Penso que conheci a internet no momento certo. Já tinha vivido uns bons 30 anos sem ela; talvez o suficiente pra agora poder fazer uma comparação "antes x depois".
Os muitos anos trabalhados na Comunicação dizem pra mim o seguinte: a net potencializou, na proporção do seu alcance, todas as faces do comportamento humano. Qual é essa proporção? Pense você, que tem mais de 50 anos, num esforço de meio minuto, com quantas pessoas tinha ou podia ter contato anual, mensal, semanal, diário, instantâneo, até meados dos anos 1990, sem um smartphone e sem a rede. E hoje...
Pois é. Isso é uma escala de potência matemática um tanto elevada, que foi transferida para a comunicação não apenas nos "bom dia" com quadradinhos floridos no Whatsapp e fotos no restaurante comemorando o aniversário com a família. Todo tipo de expressão humana está dimensionada assim - da troca de conhecimento entre os cientistas à mais baixa manifestação preconceituosa vinda de alguém que muitas vezes nem escrever direito sabe.
Derivado disso é o comportamento no mundo real, em vários níveis. No do cidadão comum, tão absorvidas estão as pessoas pela instantaneidade da informação que o que vejo é uma inversão: o que é concreto na forma está se tornando abstrato no valor. Você está ali, no centro da cidade, pronto pra atravessar a rua. Como o celular apita seguidas vezes e você "precisa" ver o que é, quase não se dá conta dos outros pedestres, do semáforo, dos carros. "Atropelado por um meme", poderá ser a manchete no dia seguinte.
Numa segunda esfera está a formação das tribos. Com esse índice de atenção dos cidadãos, é fácil arrebanhar seguidores para a tribo dos videogamers, a tribo dos cafeólatras, a tribo dos defensores dos pets, a tribo dos adoradores do Deus Dará ou dos apoiadores do político Narciso Spiegel (nomes fictícios e com uma ponta de ironia). E experimente posicionar-se contra; mesmo que você se entenda como neutro, será visto como inimigo.
O terceiro e mais inteligente nível é invisível (ou quase, porque sei de pelo menos uma meia dúzia que o enxerga): o dos que tiram proveito próprio dessa cega e sinistra fascinação coletiva. Por exemplo, agências como CIA, Interpol e FBI fazem a festa com o monumental banco de dados que se tornaram as redes sociais, onde as pessoas "entregam a rapadura" sobre a própria vida todo dia, a todo instante.
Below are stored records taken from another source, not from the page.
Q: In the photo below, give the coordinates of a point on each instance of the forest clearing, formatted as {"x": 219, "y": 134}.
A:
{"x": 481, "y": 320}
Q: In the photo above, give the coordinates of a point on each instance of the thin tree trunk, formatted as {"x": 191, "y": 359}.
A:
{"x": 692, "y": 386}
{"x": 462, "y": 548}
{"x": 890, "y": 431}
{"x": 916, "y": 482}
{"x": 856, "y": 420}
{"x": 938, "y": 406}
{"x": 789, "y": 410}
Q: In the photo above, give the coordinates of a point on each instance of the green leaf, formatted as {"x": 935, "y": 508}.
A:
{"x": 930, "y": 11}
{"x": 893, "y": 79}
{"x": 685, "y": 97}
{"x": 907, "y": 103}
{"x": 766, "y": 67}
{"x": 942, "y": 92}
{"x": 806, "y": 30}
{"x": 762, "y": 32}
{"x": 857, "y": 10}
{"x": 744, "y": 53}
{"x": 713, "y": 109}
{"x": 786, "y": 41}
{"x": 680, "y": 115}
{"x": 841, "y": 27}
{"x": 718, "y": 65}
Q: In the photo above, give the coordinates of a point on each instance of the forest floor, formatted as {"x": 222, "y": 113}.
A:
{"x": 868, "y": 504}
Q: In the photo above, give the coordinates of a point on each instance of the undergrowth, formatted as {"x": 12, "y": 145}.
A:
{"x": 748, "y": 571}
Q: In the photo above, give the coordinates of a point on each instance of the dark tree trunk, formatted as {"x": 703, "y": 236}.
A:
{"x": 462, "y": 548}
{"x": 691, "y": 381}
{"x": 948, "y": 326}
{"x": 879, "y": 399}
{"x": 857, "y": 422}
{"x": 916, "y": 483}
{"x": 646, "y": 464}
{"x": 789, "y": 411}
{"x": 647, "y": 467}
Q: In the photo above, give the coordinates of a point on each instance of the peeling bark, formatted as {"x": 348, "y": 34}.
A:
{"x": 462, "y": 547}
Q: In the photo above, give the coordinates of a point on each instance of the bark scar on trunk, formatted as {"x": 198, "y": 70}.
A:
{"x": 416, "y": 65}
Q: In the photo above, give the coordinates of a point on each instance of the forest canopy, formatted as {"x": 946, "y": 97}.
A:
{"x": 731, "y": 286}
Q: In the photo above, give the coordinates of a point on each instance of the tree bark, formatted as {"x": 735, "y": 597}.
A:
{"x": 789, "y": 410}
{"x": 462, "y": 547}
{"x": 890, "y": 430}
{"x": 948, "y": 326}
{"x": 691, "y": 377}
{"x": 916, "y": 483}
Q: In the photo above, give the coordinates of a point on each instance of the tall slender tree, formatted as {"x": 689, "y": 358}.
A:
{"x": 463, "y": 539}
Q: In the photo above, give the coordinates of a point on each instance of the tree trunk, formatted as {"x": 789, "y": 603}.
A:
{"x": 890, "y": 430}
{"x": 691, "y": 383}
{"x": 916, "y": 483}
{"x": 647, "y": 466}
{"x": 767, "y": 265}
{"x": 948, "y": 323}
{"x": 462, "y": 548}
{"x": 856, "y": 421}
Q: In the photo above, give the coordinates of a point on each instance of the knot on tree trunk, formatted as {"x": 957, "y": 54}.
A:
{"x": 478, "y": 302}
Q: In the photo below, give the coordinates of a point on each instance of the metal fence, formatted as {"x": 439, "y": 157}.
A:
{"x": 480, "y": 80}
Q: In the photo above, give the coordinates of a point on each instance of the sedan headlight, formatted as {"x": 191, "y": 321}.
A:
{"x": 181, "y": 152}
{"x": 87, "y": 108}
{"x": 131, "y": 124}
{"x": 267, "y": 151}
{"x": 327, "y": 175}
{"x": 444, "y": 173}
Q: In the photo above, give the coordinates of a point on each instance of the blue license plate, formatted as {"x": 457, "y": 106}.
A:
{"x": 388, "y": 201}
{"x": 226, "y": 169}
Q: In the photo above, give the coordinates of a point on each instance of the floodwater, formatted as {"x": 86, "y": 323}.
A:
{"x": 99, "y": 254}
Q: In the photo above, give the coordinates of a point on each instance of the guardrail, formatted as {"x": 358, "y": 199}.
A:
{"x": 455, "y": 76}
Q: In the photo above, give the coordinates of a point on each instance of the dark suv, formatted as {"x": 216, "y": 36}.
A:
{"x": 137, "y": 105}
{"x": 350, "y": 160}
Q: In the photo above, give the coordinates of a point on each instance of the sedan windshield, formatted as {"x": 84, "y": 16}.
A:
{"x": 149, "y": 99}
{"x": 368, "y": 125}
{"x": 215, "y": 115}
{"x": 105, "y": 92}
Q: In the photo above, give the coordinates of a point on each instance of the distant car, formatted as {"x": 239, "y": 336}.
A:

É nesse terceiro nível que está também a matemática do marketing atual. Virou uma baba para os profissionais e clientes grandões desse assunto, porque a quantidade substituiu a qualidade, que é coisa mais difícil de se conseguir. Todo povo tem de ir aonde o pseudo-artista está, ou o pseudo-político, o pseudo-guru, o pseudo-escritor, o pseudo-religioso, figuras rasas facilmente fabricadas, facilmente digeridas, consumidas e tornadas líderes de audiência e de arrecadação. E o povo vai mesmo - afinal, "se todo mundo segue ele (sic), também tenho que seguir". Sobre a autenticidade ou qualidade desses "heróis" é desnecessário (nenhuma novidade) pensar, refletir, estudar, questionar... Isso dá trabalho! Basta uma curtida, uma compartilhada, um "seguir este canal" e pronto - você é um cidadão que está na moda. A gente já viu que até eleições podem ser ganhas assim.
Mas como eu disse, é só para os grandões. Profissionais médios e pequenos suam sangue em busca de uma pepita nessa corrida do ouro virtual. Como é tudo em profusão - o número de profissionais, o de clientes que querem o lugar ao sol e o de variáveis douradas -, a trilha para o sucesso é uma incógnita; alcançá-lo pode acontecer até num acidente de percurso.
Previsões? O futuro não é comigo. Evito brincar de guru ou de otimista/pessimista - que são ambas mais ou menos a mesma coisa. Mas considerando que 1) a internet como essência não mudou nada desde que nasceu e 2) parece longe de ser extinta ou substituída, arrisco-me a dizer que temos um longo presente pela frente.